Un Kosovo indipendente costituisce anche un presupposto necessario per l'armonia etnica e per il ritorno dei rifugiati. Fintanto che il futuro del Kosovo rimarrà incerto, tanto gli albanesi che i serbi continueranno a far riferimento alle loro rispettive comunità per rafforzare la loro posizione davanti al futuro cambiamento. In un Kosovo indipendente, gli albanesi avranno più fiducia nel mostrarsi tolleranti e quei serbi che desiderano rimanere comprenderanno che il Kosovo è la terra in cui costruiranno il loro futuro.

Sebbene possa sembrare in apparenza paradossale, un Kosovo indipendente costituisce anche il mezzo per assicurare alla Serbia un futuro democratico. Da quando Slobodan Milosevic ha cominciato ad usare il Kosovo per alimentare il suo programma nazionalista, il Kosovo ha avvelenato la Serbia. Inoltre, questo stato di cose non si è concluso con l'estradizione di Milosevic a L'Aia. Sebbene i leader serbi in privato ammettano che il Kosovo è perso, nessuno ha avuto il coraggio di affermare pubblicamente questa verità. In ogni caso, un Kosovo indipendente, in cui venissero protetti i legittimi interessi dei serbi, costituisce il solo fondamento realistico su cui costruire un rapporto stabile e pacifico tra Serbia e Kosovo e tra la Serbia ed il resto del mondo.

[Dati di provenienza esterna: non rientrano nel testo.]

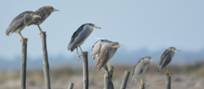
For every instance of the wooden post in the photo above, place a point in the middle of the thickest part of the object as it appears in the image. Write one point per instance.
(125, 80)
(108, 84)
(85, 70)
(24, 63)
(46, 68)
(168, 76)
(71, 86)
(142, 84)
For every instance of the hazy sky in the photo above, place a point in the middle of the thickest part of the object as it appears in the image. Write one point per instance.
(136, 24)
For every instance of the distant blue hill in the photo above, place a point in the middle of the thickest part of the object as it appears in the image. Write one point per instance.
(122, 56)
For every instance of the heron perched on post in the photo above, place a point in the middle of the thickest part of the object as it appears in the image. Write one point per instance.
(80, 35)
(44, 12)
(166, 57)
(24, 19)
(103, 50)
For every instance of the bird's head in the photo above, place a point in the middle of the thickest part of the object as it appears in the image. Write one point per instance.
(147, 60)
(35, 17)
(31, 18)
(173, 49)
(92, 26)
(115, 45)
(49, 8)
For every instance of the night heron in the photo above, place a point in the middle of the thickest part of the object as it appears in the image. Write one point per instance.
(24, 19)
(140, 69)
(81, 35)
(166, 57)
(44, 12)
(103, 50)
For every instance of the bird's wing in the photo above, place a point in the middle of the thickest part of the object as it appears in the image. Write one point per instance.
(76, 33)
(96, 49)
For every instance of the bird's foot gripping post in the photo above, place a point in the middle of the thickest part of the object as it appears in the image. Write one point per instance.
(108, 83)
(46, 68)
(24, 62)
(85, 70)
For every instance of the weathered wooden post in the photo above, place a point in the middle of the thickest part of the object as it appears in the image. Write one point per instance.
(24, 63)
(142, 84)
(108, 84)
(85, 70)
(168, 85)
(46, 68)
(71, 86)
(125, 80)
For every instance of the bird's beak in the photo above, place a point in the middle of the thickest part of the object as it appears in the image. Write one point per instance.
(178, 50)
(97, 27)
(116, 46)
(36, 16)
(56, 10)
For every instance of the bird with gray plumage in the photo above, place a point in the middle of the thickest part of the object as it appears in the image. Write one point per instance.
(102, 51)
(166, 57)
(24, 19)
(141, 67)
(44, 12)
(80, 35)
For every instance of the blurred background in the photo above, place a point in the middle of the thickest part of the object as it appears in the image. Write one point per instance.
(143, 28)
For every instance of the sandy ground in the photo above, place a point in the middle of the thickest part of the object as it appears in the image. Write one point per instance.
(153, 81)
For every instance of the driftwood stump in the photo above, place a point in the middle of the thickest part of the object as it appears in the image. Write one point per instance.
(168, 77)
(108, 83)
(24, 63)
(125, 80)
(71, 86)
(85, 70)
(46, 68)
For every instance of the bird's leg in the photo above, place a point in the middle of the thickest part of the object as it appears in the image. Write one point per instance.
(168, 73)
(142, 84)
(77, 51)
(81, 49)
(21, 36)
(40, 28)
(106, 68)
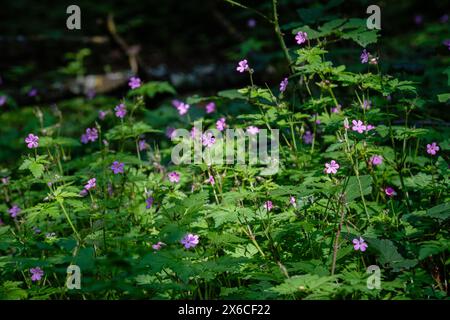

E' possibile, ovviamente, ipotizzare per il Kosovo anche una soluzione indipendente che vada nell'opposta direzione. Se la comunità internazionale dovesse differire l'indipendenza, o condizionarla ad ancora un'altra serie di "standard", o se l'indipendenza offerta si rivelasse una commedia, carente, per esempio, di un'immediata adesione alle Nazioni Unite, si correrebbe il pericolo che i kosovari, sentendosi traditi, deciderebbero di fare a modo loro, come l'Esercito di liberazione del Kosovo ha fatto tra il 1997 e il 1999. Una ripartizione, che creasse una comunità a predominanza serba nella zona settentrionale o che determinasse de facto dei cantoni etnici ove necessario, rischia di portare la violenza in Kosovo e nelle aree circostanti.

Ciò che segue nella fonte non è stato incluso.